BHEL, the country's leading power equipment maker, is going through tough times, primarily due to sluggishness in the sector and cheaper overseas imports hurting its prospects.
During the quarter ended June-13, BHEL's net profit slumped nearly 50 percent to RS. 465.43 Crores. At the end of June quarter, the company's outstanding order book stood at Rs 1,08,600 Crores.
Various steps are being taken by the Heavy Industries Ministry to assist BHEL:
- Giving preference to "project-tied credits for power projects with long gestation period where the company becomes a regular foreign exchange earner in terms of providing spares and services.
- Tie-up power project orders on nomination basis with public sector manufacturers like BHEL to utilize manufacturing capacity already set up.
- Push for steps to encourage domestic equipment manufacturers.
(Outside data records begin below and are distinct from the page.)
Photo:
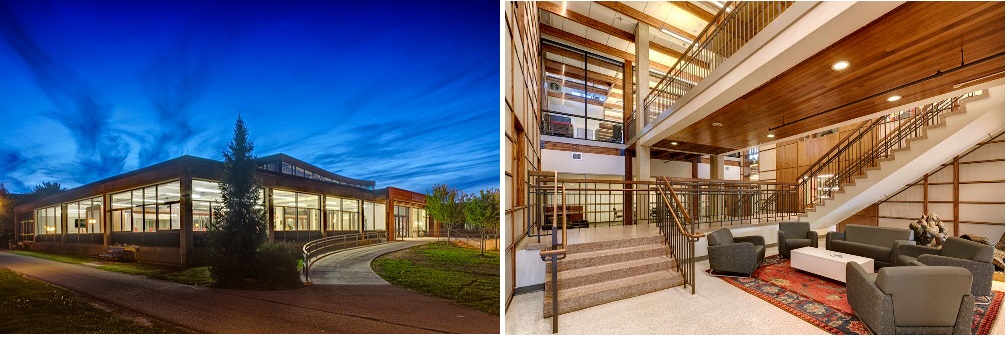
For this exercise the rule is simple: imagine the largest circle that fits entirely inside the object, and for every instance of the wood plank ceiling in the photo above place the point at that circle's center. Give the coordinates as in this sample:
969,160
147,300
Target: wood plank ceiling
912,51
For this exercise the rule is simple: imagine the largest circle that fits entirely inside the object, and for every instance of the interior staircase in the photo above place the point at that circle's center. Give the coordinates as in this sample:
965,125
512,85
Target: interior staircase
599,272
907,158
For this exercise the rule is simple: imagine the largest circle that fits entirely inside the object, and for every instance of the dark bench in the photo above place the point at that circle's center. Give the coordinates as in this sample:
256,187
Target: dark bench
112,253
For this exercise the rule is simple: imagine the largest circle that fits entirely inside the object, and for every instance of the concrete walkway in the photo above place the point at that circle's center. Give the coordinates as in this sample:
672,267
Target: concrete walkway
353,266
317,309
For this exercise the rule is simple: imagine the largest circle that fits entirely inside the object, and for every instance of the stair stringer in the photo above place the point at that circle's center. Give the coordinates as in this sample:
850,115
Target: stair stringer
961,131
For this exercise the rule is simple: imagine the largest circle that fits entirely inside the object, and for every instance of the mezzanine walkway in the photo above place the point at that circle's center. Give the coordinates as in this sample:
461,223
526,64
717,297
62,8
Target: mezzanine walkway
353,266
317,309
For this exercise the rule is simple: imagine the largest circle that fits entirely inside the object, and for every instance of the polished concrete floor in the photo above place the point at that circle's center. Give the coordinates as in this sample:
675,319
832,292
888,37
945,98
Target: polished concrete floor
718,308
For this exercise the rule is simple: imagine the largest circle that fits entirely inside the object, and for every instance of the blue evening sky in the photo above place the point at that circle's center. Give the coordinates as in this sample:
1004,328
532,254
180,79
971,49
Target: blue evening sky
403,93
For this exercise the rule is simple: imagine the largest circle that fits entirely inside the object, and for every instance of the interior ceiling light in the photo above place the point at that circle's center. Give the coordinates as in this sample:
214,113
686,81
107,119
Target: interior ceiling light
676,35
841,65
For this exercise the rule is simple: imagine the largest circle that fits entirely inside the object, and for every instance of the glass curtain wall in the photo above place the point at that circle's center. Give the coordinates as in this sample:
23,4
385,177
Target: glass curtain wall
147,210
584,94
84,221
296,216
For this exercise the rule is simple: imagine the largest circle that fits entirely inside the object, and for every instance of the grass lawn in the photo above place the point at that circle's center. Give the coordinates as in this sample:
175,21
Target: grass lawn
456,273
31,306
199,275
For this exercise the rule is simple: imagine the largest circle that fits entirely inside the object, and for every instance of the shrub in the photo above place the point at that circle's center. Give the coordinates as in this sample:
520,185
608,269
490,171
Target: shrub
277,264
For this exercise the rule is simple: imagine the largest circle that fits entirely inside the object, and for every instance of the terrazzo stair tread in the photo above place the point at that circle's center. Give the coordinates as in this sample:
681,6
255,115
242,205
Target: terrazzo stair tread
604,273
615,243
600,257
598,294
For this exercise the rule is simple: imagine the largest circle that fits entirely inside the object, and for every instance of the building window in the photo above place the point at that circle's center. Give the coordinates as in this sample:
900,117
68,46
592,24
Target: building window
146,209
85,216
48,221
295,211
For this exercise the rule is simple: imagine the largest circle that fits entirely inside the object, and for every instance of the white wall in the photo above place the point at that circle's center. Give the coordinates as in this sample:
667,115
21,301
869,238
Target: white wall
561,160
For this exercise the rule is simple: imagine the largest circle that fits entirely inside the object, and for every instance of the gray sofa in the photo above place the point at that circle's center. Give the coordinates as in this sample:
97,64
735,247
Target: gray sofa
792,235
869,241
890,302
971,255
735,254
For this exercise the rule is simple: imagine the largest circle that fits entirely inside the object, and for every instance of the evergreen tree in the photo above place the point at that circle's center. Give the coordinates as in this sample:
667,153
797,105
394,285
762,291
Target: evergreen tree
239,226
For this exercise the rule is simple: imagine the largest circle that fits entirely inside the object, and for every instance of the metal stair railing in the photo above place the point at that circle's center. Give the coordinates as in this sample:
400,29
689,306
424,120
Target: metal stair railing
672,221
864,148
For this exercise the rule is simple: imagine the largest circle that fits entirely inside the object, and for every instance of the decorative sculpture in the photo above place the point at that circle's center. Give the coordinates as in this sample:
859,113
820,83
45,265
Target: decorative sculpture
928,230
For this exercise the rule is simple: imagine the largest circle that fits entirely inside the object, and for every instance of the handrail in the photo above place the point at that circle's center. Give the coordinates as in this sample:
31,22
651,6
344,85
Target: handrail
856,135
852,155
734,25
325,246
681,242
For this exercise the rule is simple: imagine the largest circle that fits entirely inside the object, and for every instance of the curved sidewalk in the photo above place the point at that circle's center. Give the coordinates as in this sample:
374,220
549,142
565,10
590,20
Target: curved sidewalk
353,266
317,309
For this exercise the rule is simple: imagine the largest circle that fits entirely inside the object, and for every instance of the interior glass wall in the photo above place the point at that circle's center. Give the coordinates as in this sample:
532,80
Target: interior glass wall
584,94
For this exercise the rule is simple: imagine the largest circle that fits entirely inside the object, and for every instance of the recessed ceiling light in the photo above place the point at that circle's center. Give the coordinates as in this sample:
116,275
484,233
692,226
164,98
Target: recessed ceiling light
841,65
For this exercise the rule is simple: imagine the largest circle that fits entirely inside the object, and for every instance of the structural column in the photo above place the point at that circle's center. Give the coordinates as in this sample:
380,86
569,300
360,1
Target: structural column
185,218
717,167
643,174
642,46
106,220
269,212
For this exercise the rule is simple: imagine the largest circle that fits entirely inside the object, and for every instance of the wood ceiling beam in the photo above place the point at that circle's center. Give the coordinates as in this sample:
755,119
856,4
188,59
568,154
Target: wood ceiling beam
577,55
588,21
593,90
592,44
690,8
611,30
624,9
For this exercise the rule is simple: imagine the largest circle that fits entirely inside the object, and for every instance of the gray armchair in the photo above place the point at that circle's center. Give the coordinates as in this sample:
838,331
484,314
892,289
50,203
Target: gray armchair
792,235
911,300
728,253
971,255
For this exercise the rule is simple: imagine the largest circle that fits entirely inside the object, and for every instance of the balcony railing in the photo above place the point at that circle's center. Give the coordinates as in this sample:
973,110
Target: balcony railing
731,28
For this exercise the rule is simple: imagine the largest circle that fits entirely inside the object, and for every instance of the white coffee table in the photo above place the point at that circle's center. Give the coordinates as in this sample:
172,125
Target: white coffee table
831,264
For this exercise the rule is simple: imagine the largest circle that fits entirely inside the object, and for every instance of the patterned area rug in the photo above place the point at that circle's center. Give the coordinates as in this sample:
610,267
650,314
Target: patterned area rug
823,302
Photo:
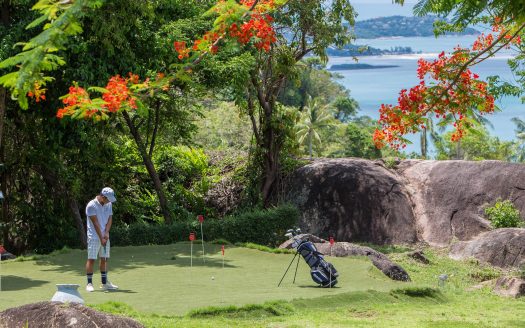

As part of this, it would "take up with the Central Electricity Authority (CEA) to issue directive that mandates indigenous manufacturing as the qualification requirement for participation in utilities' tender.
- With cheaper imports continuing to hurt the domestic industry, Heavy Industries Minister has sought additional five percent levy on overseas gear. Last year, the government had imposed a 21 percent import duty on power equipment. Then, the Cabinet had approved 5 percent basic customs duty, 12 percent countervailing duty and 4 percent special additional duty on imported power gear.
According to the Minister, local players such as BHEL and Larsen & Toubro -- which have added huge capacities -- have been adversely affected by the slowdown in the power sector.